What to know about budgeting for pentesting: tools vs services


What to know about budgeting for pentesting: tools vs services Image by: Jakub Zerdzicki

Budgeting for pentesting is no longer a simple choice between buying a tool or hiring an outside firm once a year.

Pentesting, or searching for vulnerabilities in one’s cybersecurity defenses by launching a mock cyberattack against it, has become a fundamental method of improving an organization’s security posture. Budgeting for it can present some unique challenges, however, as it’s become increasingly complicated to balance tools like XBOW with expert services.

Today, cybersecurity teams need to decide which risks require continuous automated validation, which scenarios need human-led testing, and how to fit both into a broader security program. To address these needs, the best budgets often combine tools and services so teams can scale routine testing while preserving expert review for compliance needs, high-risk systems, and other issues that benefit from human oversight.

Pentesting Budgets: Start With Risk, Not Tooling

Tempting as it may be to identify potential tools as soon as possible, it’s often best that organizations start budgeting by identifying the systems most likely to negatively impact their business if compromised.

For example, public-facing applications, APIs, cloud infrastructure, identity systems, sensitive data environments, and critical business platforms should receive more testing attention than low-risk assets since they present greater threats to an organization’s overall well-being if they happen to be targeted.

Data supports this focus, with Verizon’s 2025 Data Breach Investigations Report (DBIR) having found that exploitation of vulnerabilities accounted for 20% of breaches and increased 34% year over year.

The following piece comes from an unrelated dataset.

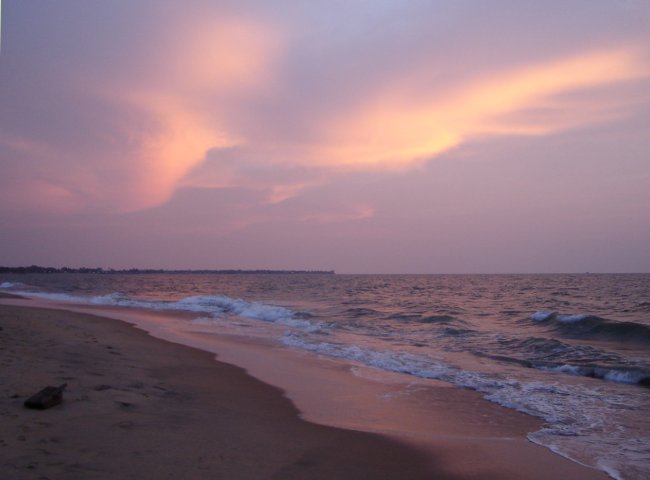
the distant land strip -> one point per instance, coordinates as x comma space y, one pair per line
141, 271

The report also found that only about 54% of perimeter device vulnerabilities were fully remediated, with a median remediation time of 32 days.

In essence, these figures suggest that pentesting budgets should focus on validated exposure and remediation outcomes, not just the number of assessments purchased. When it comes to using pentesting services or tools, quality appears to matter more than quantity.

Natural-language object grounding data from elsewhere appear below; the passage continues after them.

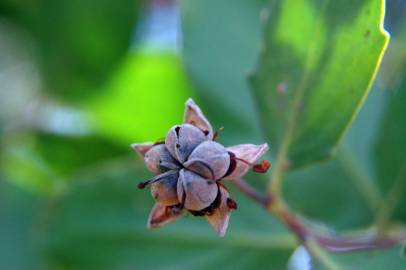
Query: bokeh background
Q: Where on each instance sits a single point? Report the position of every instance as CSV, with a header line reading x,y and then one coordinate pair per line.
x,y
82,80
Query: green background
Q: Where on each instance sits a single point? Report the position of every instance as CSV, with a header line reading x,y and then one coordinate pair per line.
x,y
78,85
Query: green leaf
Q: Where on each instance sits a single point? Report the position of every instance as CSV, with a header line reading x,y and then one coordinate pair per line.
x,y
79,42
317,64
390,158
18,216
101,224
218,54
347,192
393,258
143,99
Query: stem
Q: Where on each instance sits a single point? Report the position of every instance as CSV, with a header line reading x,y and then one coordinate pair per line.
x,y
306,232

Tools Matter When Teams Need Continuous Validation

If your company is deciding between pentesting tools and services, it should consider how often its digital security environment changes. Cloud permissions, APIs, exposed services, SaaS integrations, and software releases can all shift between annual and quarterly testing, so for companies that regularly change their digital environments in these ways, tools may be a better priority for their budgets.

Automated tools like XBOW, Ridge Security, and PlexTrac can help teams validate exposure more often and retest fixes without waiting for a new service engagement, potentially reducing the time their security systems go untested. This may serve as one of several ways tools can help teams stretch their pentesting budgets.

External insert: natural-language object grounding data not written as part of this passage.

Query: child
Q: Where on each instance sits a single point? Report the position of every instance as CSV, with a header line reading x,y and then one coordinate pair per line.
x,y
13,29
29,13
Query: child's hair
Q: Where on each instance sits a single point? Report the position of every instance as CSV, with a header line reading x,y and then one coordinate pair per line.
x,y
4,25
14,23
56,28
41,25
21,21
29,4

Services Matter When Context is Important

Though pentesting tools have come a long way since the integration of AI, professional services often remain superior for navigating complex systems and contextualizing compliance requirements.

Human testers can investigate how weaknesses combine and how technical findings could impact a business, allowing them to reach certain conclusions that tools could support but wouldn’t necessarily be able to establish on their own.

If, for example, a services team were to handle an organization’s pentesting needs, it could determine that a billing workflow, API permission model, and customer role configuration can be chained together to expose sensitive account data. That degree of creative problem-solving and context-heavy analysis is something automation struggles to achieve on its own.

Hybrid Budgets Can Reduce Waste and Improve Coverage

Pentesting tools and services alike have their advantages and disadvantages, which is why it’s often best for many organizations to employ some combination of the two. A business might use tools for continuous testing and routine coverage, then reserve services for high-value manual testing and independent assurance. This approach may help businesses avoid overspending on repeated manual checks while still funding expert review where it matters most.

Of course, time spent pentesting with either tools or services is wasted if teams can’t fix what testing finds. If businesses are to budget for pentesting, they need to consider factors such as developer time, cloud engineering support, ticketing workflows, retesting, documentation, and governance reporting.

The National Institute of Standards and Technology (NIST) Cybersecurity Framework 2.0, a guide on how to manage cybersecurity risks, similarly suggests that pentesting budgets should be part of a broader risk management program, not a standalone testing expense. Businesses may find it relevant that, per the framework, a smaller number of validated, remediated findings may create more value than a larger number of unresolved reports.

Tools vs Services: Which is Better for Business?

Whether pentesting tools, services, or some combination of the two will work better for a given business and its budget is largely a matter of what that business’s digital environment looks like.

Tools such as XBOW may be the better choice for smaller, more dynamic systems, as their ability to scan environments continuously may make them the more flexible and cost-effective option.

Organizations with larger, more stable systems and additional complexities, such as compliance and unique system interactions, may prefer pentesting services. Human experts tend to have the creative problem-solving skills needed to identify vulnerabilities that may be difficult for tools to identify.

But most businesses will probably benefit from a hybrid model that employs tools for routine coverage and services for special cases that require more advanced scrutiny. No matter what an organization decides to do, it needs to make sure it is budgeting for its real needs and it is looking at how it can actually solve security issues and not just identify them. Taking these factors into consideration, organizations may be able to find the balance between price and safety.